The CMS experiment's detector (15 m in diameter, 22 m long, and weighing over 14'000 tons) can study all the physical aspects of proton-proton collisions at a center-of-mass energy of about 14 TeV (1 TeV = 1000 billion electron volts = 1012 eV). The experimental setup contains sub-detectors capable of measuring the energy and momentum of photons, electrons, muons, and other particles created in collisions. The detector closest to the collision point is the silicon tracker, surrounded by the electromagnetic calorimeter, followed by the hadronic calorimeter. The tracker and calorimeters are located inside the superconducting solenoidal magnet, which generates a magnetic field of approximately 4 Tesla. The muon detection system is located outside the magnet.
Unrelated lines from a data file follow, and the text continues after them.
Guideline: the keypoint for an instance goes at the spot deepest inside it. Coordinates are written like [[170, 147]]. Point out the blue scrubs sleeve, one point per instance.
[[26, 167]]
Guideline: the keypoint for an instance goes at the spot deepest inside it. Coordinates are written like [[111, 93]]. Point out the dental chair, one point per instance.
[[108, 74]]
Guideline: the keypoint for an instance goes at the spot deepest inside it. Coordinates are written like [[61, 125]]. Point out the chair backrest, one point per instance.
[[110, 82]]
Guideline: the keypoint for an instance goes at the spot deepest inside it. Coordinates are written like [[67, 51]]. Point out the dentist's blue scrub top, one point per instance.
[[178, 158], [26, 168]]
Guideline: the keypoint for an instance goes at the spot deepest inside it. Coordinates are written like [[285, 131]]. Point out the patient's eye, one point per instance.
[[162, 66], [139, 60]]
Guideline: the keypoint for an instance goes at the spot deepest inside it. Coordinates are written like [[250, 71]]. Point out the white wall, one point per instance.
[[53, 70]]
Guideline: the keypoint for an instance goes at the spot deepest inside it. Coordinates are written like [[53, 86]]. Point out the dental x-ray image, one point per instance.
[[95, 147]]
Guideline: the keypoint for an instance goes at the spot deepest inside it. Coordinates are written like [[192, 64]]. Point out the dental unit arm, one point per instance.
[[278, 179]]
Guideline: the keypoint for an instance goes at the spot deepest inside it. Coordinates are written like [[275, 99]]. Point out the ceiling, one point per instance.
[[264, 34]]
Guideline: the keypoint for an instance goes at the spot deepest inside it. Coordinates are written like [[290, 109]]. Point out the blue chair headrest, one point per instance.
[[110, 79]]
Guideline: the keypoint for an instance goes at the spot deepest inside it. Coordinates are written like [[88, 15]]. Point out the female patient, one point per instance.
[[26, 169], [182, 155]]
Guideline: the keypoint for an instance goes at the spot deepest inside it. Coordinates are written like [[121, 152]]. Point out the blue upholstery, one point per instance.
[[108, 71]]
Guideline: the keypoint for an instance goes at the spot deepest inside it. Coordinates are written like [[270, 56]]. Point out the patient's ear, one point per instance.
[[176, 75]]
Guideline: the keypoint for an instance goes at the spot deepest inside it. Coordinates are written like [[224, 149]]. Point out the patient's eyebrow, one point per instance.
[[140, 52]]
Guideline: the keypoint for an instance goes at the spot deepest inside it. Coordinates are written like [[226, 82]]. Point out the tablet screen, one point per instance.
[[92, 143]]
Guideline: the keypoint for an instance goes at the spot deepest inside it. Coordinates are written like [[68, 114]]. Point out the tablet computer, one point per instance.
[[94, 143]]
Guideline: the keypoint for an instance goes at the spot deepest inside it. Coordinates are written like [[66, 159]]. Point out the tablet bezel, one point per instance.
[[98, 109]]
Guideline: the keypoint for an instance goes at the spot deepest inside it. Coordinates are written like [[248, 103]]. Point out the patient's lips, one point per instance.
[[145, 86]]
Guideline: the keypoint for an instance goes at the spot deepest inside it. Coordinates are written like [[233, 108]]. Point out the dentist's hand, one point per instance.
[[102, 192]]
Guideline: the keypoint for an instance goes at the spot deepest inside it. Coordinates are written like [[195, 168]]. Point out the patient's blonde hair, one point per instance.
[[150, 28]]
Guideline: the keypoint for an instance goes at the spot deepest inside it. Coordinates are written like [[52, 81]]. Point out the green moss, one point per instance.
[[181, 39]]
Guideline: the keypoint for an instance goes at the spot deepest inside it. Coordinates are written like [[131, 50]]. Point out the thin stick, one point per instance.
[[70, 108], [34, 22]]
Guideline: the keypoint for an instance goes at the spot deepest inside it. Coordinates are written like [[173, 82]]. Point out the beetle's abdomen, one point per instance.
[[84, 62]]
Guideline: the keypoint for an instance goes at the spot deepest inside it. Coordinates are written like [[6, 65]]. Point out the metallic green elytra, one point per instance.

The main objectives of the experiment are:
- study of particle physics at the TeV scale
- detailed study of the properties of the Higgs boson
- search for new physics beyond the Standard Model
The CMS collaboration involves more than 4000 people from 246 scientific institutes in 58 countries.
The CMS Catania group has contributed significantly to the construction of the current silicon microstrip tracker (installed in 2009) and the current silicon pixel tracker (installed in 2017, replacing the previous detector).
The CMS Catania group is currently involved in the construction of the new tracker, which will replace the current one in 2030. Specifically, qualification tests of the electronic circuits (front-end hybrids) used to read the signal produced by the particles in the tracker are being carried out in Catania.
The CMS Catania group, with coordination roles within the international collaboration, is also active in other activities as quality control of the data recorded by the detector, development of the construction database for the new tracker, data analysis search of supersymmetry.